REPUBLIKA.CO.ID, JAKARTA -- Dalam sistem hukum kehutanan nasional, pengukuhan kawasan hutan harus melalui empat tahapan, yaitu penunjukan, penataan batas, pemetaan, dan penetapan. Tanpa melalui tahapan akhir berupa penetapan oleh pemerintah, kawasan hutan tidak dapat diklaim sah menurut hukum.
"Banyak yang salah kaprah menganggap peta penunjukan sebagai peta hukum. Padahal, dalam kerangka hukum positif, penetapan adalah satu-satunya bentuk legalitas kawasan hutan yang diakui secara konstitutif," kata peneliti di Pusat Studi dan Advokasi Hukum Sumber Daya Alam (Pustaka Alam), Muhamad Zainal Arifin kepada awak media di Jakarta, Sabtu (3/5/2025).
Putusan Mahkamah Konstitusi (MK) Nomor 45/PUU-IX/2011 telah menjadi tonggak penting dalam sejarah hukum kehutanan Indonesia. Dalam putusan tersebut, MK secara tegas menyatakan, penunjukan kawasan hutan tidak memiliki kekuatan hukum yang konstitutif untuk menjadikan suatu wilayah sebagai kawasan hutan secara sah.
Namun, hingga kini, masih banyak pemangku kepentingan yang belum memahami atau bahkan menolak implikasi dari putusan tersebut. Putusan MK sekaligus memperkuat prinsip itu dengan menyatakan, tanpa proses penetapan, wilayah yang hanya didasarkan pada SK Penunjukan Kawasan Hutan belum dapat dinyatakan sebagai kawasan hutan secara hukum.
"Penunjukan kawasan hutan oleh pemerintah sifatnya hanya deklaratif, bukan konstitutif. Ini berarti, selama belum dilakukan penetapan kawasan hutan secara sah sesuai prosedur yang diatur dalam peraturan perundang-undangan, status hukum wilayah tersebut belum final," ucap Zainal.
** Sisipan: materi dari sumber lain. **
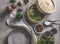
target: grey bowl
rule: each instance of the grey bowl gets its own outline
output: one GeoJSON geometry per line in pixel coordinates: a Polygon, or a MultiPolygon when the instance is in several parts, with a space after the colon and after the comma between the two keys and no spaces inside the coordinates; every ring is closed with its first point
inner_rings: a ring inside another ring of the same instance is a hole
{"type": "Polygon", "coordinates": [[[8,36],[8,44],[31,44],[31,36],[25,27],[15,27],[8,36]]]}

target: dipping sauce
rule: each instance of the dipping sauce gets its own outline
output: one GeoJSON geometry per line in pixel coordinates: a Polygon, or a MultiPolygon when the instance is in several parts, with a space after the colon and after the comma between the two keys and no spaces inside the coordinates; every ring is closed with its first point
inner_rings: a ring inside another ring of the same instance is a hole
{"type": "Polygon", "coordinates": [[[36,25],[35,30],[36,30],[36,32],[41,32],[43,30],[43,26],[40,24],[36,25]]]}
{"type": "Polygon", "coordinates": [[[45,15],[40,13],[40,11],[38,10],[36,4],[33,4],[30,6],[29,10],[28,10],[28,18],[29,20],[31,20],[32,22],[40,22],[45,18],[45,15]]]}

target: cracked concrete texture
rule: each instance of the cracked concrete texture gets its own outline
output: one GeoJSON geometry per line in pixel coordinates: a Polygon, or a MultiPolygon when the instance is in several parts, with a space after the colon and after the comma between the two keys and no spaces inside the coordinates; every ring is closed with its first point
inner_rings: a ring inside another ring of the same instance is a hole
{"type": "MultiPolygon", "coordinates": [[[[52,13],[51,15],[49,15],[47,19],[60,20],[60,0],[54,0],[54,2],[56,4],[55,12],[52,13]]],[[[5,9],[5,7],[8,6],[9,4],[10,4],[9,0],[0,0],[0,9],[1,9],[0,12],[2,12],[5,9]]],[[[0,44],[5,44],[6,37],[8,36],[9,32],[11,32],[13,30],[5,24],[7,17],[8,17],[8,15],[0,14],[0,44]]],[[[60,37],[59,37],[60,36],[59,27],[60,26],[54,25],[54,27],[58,29],[58,33],[55,36],[55,38],[56,38],[55,44],[60,44],[60,37]]]]}

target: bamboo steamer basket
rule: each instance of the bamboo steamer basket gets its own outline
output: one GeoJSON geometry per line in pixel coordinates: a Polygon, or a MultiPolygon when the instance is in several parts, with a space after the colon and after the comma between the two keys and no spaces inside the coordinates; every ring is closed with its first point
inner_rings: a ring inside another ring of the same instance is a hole
{"type": "Polygon", "coordinates": [[[43,14],[53,13],[55,10],[55,3],[53,0],[38,0],[37,7],[43,14]]]}

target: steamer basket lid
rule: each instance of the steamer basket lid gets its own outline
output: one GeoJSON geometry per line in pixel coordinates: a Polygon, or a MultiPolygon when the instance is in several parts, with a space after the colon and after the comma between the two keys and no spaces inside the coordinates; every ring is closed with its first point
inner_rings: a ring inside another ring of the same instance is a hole
{"type": "Polygon", "coordinates": [[[39,8],[45,13],[52,13],[55,8],[53,0],[38,0],[39,8]]]}

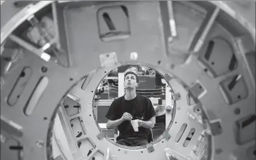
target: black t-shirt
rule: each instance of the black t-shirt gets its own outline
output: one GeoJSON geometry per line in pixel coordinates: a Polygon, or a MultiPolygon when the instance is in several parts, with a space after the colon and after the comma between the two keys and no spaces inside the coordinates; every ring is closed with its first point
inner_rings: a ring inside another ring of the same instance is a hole
{"type": "MultiPolygon", "coordinates": [[[[112,121],[118,120],[128,112],[132,116],[132,120],[141,120],[148,121],[156,115],[155,110],[150,100],[146,96],[138,95],[131,100],[126,100],[124,96],[114,100],[106,115],[106,118],[112,121]]],[[[120,135],[117,140],[126,137],[138,137],[148,139],[148,129],[138,127],[138,131],[134,131],[130,121],[122,122],[118,127],[120,135]]]]}

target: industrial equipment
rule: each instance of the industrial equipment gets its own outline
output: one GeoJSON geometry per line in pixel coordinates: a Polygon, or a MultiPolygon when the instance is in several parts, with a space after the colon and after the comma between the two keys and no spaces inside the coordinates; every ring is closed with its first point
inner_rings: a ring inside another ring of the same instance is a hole
{"type": "Polygon", "coordinates": [[[8,0],[1,12],[1,159],[255,159],[255,1],[8,0]],[[165,79],[152,102],[170,124],[146,146],[108,139],[94,114],[112,101],[94,98],[103,77],[130,64],[165,79]]]}

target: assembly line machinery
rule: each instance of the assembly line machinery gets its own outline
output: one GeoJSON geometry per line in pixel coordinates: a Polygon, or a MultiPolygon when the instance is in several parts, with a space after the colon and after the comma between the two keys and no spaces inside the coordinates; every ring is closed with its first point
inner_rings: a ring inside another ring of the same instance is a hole
{"type": "Polygon", "coordinates": [[[255,65],[253,1],[1,1],[1,159],[255,159],[255,65]],[[94,113],[130,64],[168,88],[146,146],[109,139],[94,113]]]}

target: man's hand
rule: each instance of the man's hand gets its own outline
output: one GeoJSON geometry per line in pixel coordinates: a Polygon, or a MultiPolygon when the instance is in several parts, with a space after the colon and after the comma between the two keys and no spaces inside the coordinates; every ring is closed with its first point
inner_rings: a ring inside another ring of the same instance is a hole
{"type": "Polygon", "coordinates": [[[138,124],[139,125],[139,127],[142,126],[142,125],[144,123],[144,122],[145,121],[144,121],[142,120],[138,120],[138,124]]]}
{"type": "Polygon", "coordinates": [[[121,118],[122,120],[123,121],[130,121],[132,120],[132,115],[130,115],[129,113],[127,113],[127,112],[125,112],[122,118],[121,118]]]}

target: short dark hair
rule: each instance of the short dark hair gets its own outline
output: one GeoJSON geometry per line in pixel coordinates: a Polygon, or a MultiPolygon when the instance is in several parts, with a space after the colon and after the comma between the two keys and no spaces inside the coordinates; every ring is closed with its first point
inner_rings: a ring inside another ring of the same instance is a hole
{"type": "Polygon", "coordinates": [[[126,72],[124,74],[124,79],[125,79],[126,76],[127,76],[127,74],[132,74],[133,75],[134,75],[136,78],[137,83],[139,82],[139,78],[138,77],[138,75],[134,72],[132,72],[132,71],[128,71],[128,72],[126,72]]]}

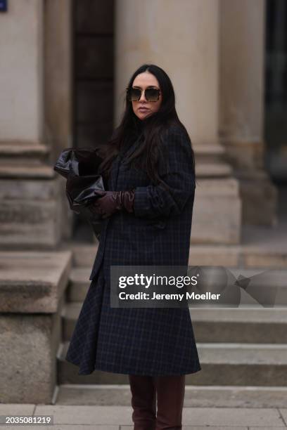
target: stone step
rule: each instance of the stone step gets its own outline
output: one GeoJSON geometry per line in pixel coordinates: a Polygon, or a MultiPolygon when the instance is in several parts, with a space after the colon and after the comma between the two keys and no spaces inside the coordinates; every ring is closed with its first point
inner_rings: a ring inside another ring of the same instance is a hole
{"type": "MultiPolygon", "coordinates": [[[[69,341],[82,303],[65,304],[63,337],[69,341]]],[[[287,312],[282,308],[191,308],[194,334],[199,342],[287,344],[287,312]]]]}
{"type": "Polygon", "coordinates": [[[230,176],[232,168],[222,162],[198,162],[196,166],[196,176],[198,178],[218,178],[230,176]]]}
{"type": "MultiPolygon", "coordinates": [[[[56,405],[129,406],[129,384],[63,384],[56,405]]],[[[286,408],[286,387],[186,385],[184,408],[286,408]]]]}
{"type": "Polygon", "coordinates": [[[1,141],[0,158],[42,159],[50,151],[50,148],[39,142],[25,141],[1,141]]]}
{"type": "MultiPolygon", "coordinates": [[[[65,360],[68,342],[58,352],[58,382],[128,384],[128,375],[95,370],[79,375],[78,367],[65,360]]],[[[200,386],[286,386],[287,345],[197,343],[201,370],[186,375],[187,384],[200,386]]]]}
{"type": "MultiPolygon", "coordinates": [[[[190,266],[224,266],[241,268],[286,268],[287,241],[274,240],[240,245],[203,245],[193,244],[189,252],[190,266]]],[[[89,268],[91,271],[98,242],[92,245],[68,242],[61,249],[72,249],[74,266],[89,268]]]]}

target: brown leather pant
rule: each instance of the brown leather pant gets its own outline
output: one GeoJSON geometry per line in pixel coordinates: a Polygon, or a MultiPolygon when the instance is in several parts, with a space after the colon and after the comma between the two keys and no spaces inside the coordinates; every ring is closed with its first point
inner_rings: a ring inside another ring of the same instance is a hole
{"type": "Polygon", "coordinates": [[[129,374],[129,379],[134,430],[182,429],[184,374],[159,377],[129,374]]]}

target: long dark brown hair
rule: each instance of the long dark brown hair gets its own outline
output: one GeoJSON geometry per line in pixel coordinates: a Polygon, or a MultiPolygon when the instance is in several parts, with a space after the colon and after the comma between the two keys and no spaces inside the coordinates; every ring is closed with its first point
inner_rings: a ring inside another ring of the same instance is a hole
{"type": "MultiPolygon", "coordinates": [[[[139,137],[141,138],[142,144],[139,145],[138,149],[129,157],[129,162],[133,165],[141,166],[141,169],[144,167],[148,176],[155,184],[162,182],[158,176],[157,166],[159,157],[162,156],[160,144],[167,129],[172,125],[179,126],[191,147],[189,133],[177,116],[172,82],[162,68],[153,64],[141,65],[132,76],[127,88],[131,88],[136,77],[144,72],[152,73],[158,79],[162,93],[162,102],[157,112],[141,120],[134,114],[132,102],[126,96],[125,110],[121,122],[107,144],[101,148],[101,156],[103,161],[99,166],[98,171],[106,179],[109,176],[113,159],[124,145],[129,146],[129,143],[132,145],[139,137]]],[[[195,157],[192,147],[191,150],[192,168],[195,175],[195,157]]]]}

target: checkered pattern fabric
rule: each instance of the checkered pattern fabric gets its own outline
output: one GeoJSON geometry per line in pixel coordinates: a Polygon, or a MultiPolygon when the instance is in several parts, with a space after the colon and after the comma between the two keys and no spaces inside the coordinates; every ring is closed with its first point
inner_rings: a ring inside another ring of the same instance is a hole
{"type": "Polygon", "coordinates": [[[201,369],[187,308],[111,308],[110,268],[122,266],[187,266],[196,184],[189,142],[179,127],[162,141],[161,184],[130,167],[134,142],[114,161],[110,190],[136,188],[134,214],[120,211],[103,223],[91,280],[66,360],[79,374],[94,370],[160,376],[201,369]]]}

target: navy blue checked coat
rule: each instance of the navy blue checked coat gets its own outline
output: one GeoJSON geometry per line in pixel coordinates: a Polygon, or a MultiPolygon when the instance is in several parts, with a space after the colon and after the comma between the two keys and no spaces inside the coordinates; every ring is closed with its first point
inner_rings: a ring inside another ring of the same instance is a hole
{"type": "Polygon", "coordinates": [[[120,211],[103,222],[100,243],[66,360],[79,374],[94,370],[160,376],[201,369],[188,308],[111,308],[110,268],[188,266],[195,178],[192,150],[178,126],[167,130],[158,173],[170,188],[152,185],[127,159],[135,139],[113,163],[108,190],[136,188],[134,214],[120,211]]]}

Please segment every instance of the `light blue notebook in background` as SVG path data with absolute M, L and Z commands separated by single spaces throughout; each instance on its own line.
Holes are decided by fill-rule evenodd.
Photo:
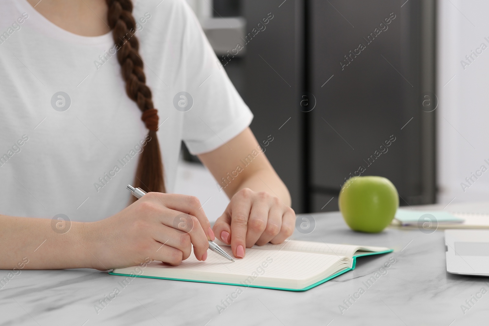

Saat ini, Satuan Tugas Penertiban Kawasan Hutan (Satgas PKH) telah menyita lebih dari sejuta hektare lahan sawit yang dianggap ilegal dan masuk kawasan hutan. Lahan itu tersebar di sembilan provinsi, 64 kabupaten, dan milik 369 perusahaan. Bahkan, ada sejumlah lahan sawit yang sudah mengantongi hak guna usaha (HGU) juga turut disita.
Hal tersebut kemudian menimbulkan pertanyaan, terutama pelaku usaha sektor sawit yang lahannya diklaim masuk kawasan hutan. Padahal, kawasan hutan yang dijadikan dasar Satgas PKH untuk tugasnya diduga menggunakan data Kementerian Kehutanan yang belum ditetapkan.